The scholarship acceptance should say nothing about an expectation for a future gift. You could reference the many prior recipients who have "paid it forward," but do not force the student to sign an intent document. Just a simple "We hope that you will remember how this scholarship benefited you and that you will make a future gift to help another student" should suffice.
—John H. Taylor, John H. Taylor Consulting
Have a problem you just can't solve? Email your trickiest advancement questions to currents@case.org, and we'll try to find an expert to help.
INQUIRING MINDS
What's Your Best Alumni Swag?
The Flying WV cookie is a sweet staple at WVU. In winter 2015, we released a cookie cutter so fans could show their pride at home. —Nikki Goodenow, assistant director, trademark licensing, West Virginia University
A Michigan-shaped bottle opener with our logo punched out to indicate the location of our college. Our alumni love these because they incorporate both K College and Michigan! —Kerri Barker, assistant director of alumni relations, Kalamazoo College, Michigan
Refillable glass bottles. They speak to our institution's focus on sustainability, and they were developed by an alumnus. —Rikke Rosenlund, alumni relations officer, Copenhagen Business School, Denmark
Our seniors get a Greenhill Alumni logo laundry bag and a few packets of detergent because we KNOW it will be used in college! —Katie Young, director of alumni relations, Greenhill School, Texas
Purple is our main school color, so we give small plastic Band-Aid cases that say "I still bleed Purple." It's one way to show your love for JMU. —Ashley Privott, executive director, alumni association, James Madison University, Virginia
In the News
"A type of delusional thinking seems to convince American policymakers that excellent public colleges and universities can continue to be great without serious investment."

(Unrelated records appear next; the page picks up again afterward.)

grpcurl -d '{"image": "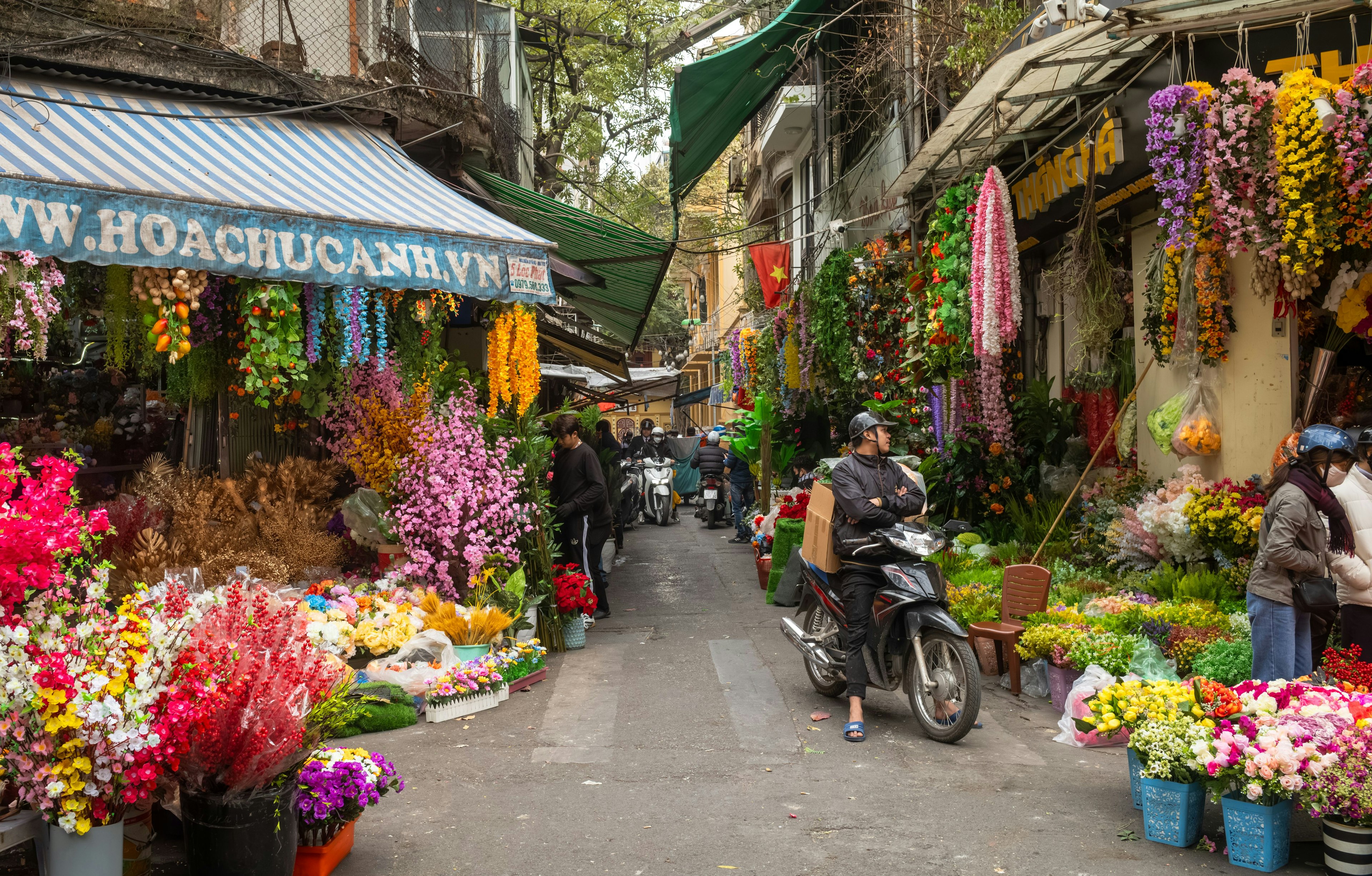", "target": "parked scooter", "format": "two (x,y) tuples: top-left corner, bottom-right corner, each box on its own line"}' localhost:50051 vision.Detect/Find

(700, 474), (729, 529)
(617, 456), (643, 537)
(781, 521), (981, 742)
(643, 448), (676, 526)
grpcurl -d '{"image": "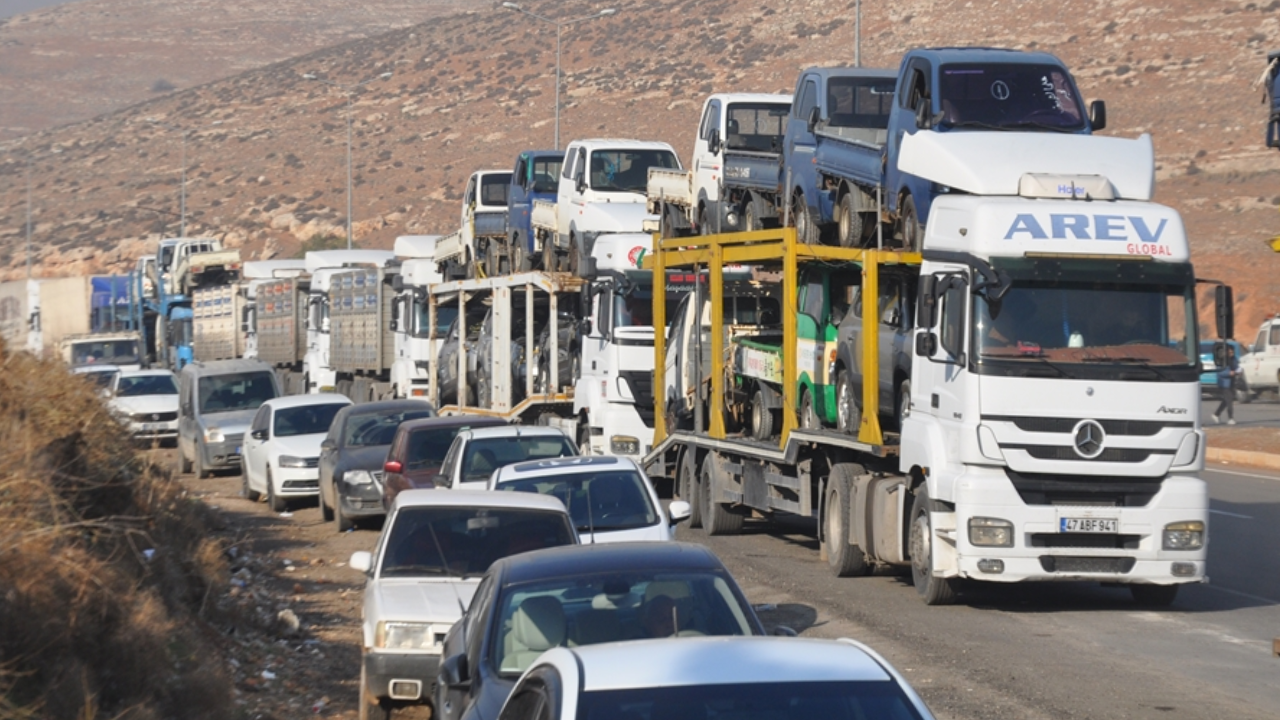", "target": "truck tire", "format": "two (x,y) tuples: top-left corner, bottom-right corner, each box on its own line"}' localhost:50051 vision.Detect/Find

—Jonathan R. Cole, John Mitchell Mason Professor in Columbia University's Sociology Department, in his April 2016 article in The Atlantic that discusses dramatic cuts in state funding to public higher education institutions. The American Academy of Arts and Sciences' Lincoln Project reports that between 2008 and 2013, states reduced financial support to public research universities by 26 percent.